WASHINGTON, March 8 (Reuters) - Executive compensation disclosures, recently expanded under new regulations, are in some cases suffering from “overlawyering” and need to be written in plain English, the chairman of the U.S. Securities and Exchange Commission said on Thursday.
Speaking at the Corporate Counsel Institute’s annual symposium, Christopher Cox said that some explanations of executive compensation in companies’ proxy statements are running more than 40 pages, yet not telling investors enough about how the bosses are being paid.
“This slavish adherence to boilerplate disclosure is what we’re trying to stamp out,” Cox said.
Cox encouraged the lawyer-dominated audience to “plainly tell the executive compensation story.”
He also said the SEC will be electronically tagging the executive compensation data released in proxy statements.
The agency will then put an interactive data link on the Internet around June, which will allow the public to compare compensation data for several hundred of the largest companies.
“Investors have a right to this information,” Cox said.
Under the SEC’s new pay disclosure rule, companies must include in their annual proxies a single number that combines salary, bonus, perks and other compensation awarded to each top executive in a given year.
Companies have also been expanding their explanation of the compensation figures in the proxy statements.
Soaring executive pay has drawn criticism from investors and lawmakers.

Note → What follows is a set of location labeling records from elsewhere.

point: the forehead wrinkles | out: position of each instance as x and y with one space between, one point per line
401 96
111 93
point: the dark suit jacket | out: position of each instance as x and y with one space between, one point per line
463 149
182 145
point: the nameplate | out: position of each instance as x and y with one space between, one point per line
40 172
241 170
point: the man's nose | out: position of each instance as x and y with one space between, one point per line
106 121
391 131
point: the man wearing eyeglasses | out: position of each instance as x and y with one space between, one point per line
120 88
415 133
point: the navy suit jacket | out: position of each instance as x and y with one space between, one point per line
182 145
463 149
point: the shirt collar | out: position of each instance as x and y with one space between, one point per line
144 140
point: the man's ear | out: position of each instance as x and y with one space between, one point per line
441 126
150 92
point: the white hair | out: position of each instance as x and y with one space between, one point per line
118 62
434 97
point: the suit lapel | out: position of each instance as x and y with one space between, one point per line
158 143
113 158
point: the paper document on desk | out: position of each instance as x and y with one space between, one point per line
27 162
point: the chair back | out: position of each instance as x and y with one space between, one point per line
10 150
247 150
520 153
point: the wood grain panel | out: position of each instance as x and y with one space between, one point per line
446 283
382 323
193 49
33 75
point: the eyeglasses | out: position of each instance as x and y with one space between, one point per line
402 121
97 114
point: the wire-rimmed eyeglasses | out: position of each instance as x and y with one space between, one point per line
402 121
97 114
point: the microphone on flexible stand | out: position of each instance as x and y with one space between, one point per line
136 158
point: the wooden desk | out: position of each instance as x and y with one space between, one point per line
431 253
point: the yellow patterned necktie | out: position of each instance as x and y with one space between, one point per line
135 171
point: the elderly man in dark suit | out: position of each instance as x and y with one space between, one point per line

Massachusetts Democrat Barney Frank, the chairman of the U.S. House Financial Services Committee has characterized executive compensation as having run amok.
Recent big exit packages for two prominent executives, ex-Pfizer (PFE.N) chief Hank McKinnell and former Home Depot (HD.N) CEO Robert Nardelli, has further fueled the debate over executive compensation.
Cox, a former Republican congressman from California and a strong advocate of free markets, has said it is in the interest of shareholders to get the best possible executive talent at the lowest possible price.